香織はゆっくりと呼吸を整えると、まっすぐに言った。


「1つお願いがあるの」


「お願い?」


「天音ちゃんには、三浦さんと颯太君と一緒にいろんな経験をしてほしい。だから…私とお別れしてほしい」


天音の目が大きく開かれた。

香織はすぐに誤解させないよう、急いで言葉を重ねる。


「天音ちゃんのことは大好きだよ。でも、もうあなたと一緒にいられない。私のわがまま」


「それは、香織さんの未練と関係があるの?」


「そう」


天音はしばらく黙って香織の表情を見つめ、やがてゆっくりとまばたきをした。


「…香織さんがそう思うなら、分かった」


その声には寂しさと、どこか大人びた決意が入り混じっていた。


香織は小さく微笑んだ。


「ありがとう、天音ちゃん。
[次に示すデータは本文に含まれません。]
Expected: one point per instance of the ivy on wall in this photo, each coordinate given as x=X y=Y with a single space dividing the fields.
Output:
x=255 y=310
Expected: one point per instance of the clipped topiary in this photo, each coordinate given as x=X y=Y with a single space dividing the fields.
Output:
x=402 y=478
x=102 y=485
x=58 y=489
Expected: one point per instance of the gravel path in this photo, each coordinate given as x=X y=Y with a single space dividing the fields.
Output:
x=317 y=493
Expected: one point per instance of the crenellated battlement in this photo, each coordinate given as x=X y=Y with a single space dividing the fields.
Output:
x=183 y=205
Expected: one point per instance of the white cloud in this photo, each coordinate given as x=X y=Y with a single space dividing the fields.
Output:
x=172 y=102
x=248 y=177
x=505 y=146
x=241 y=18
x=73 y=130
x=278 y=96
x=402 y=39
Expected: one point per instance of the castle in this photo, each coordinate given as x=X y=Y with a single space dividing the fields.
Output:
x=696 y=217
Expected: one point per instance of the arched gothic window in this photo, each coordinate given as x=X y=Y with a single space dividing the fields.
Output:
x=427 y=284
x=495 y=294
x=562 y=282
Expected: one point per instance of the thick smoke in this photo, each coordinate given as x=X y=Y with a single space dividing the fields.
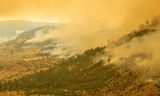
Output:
x=148 y=44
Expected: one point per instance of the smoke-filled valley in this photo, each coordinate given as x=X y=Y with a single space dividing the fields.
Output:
x=37 y=62
x=79 y=48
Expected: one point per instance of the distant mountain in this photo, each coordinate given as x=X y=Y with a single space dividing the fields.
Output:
x=11 y=27
x=98 y=71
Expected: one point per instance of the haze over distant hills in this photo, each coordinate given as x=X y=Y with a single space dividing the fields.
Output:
x=10 y=27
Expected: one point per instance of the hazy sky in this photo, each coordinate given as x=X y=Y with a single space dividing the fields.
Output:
x=110 y=12
x=85 y=17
あの2人ならちゃんとあなたのことを受け入れてくれるから」


「うん」


天音はそっと頷き、店の匂いと光景を目に焼きつけるように見渡した。



夕日が隠れる頃、天音は荷物をまとめて玄関に立っていた。

香織は必死に涙をこらえながら、扉の前で両手を握りしめて立ち尽くしている。


そんな香織の様子を見て、天音は軽く笑ってみせた。


「香織さんにはちゃんと、幸せになってほしい」


香織の足元で、涙がぽたりと落ちる。

天音はその涙を見て、そっと香織に抱きついた。


「今までありがとう。香織さんが私にくれた全部は、嘘じゃなかったよ。またね」


そう言い残し、天音は颯太と三浦の待つ外へ歩き出した。


扉が閉まる音はやけに静かで、

香織は胸の奥に広がる痛みを確かめるように、そっと目を閉じた。


それでも、心は不思議なほど穏やかだった。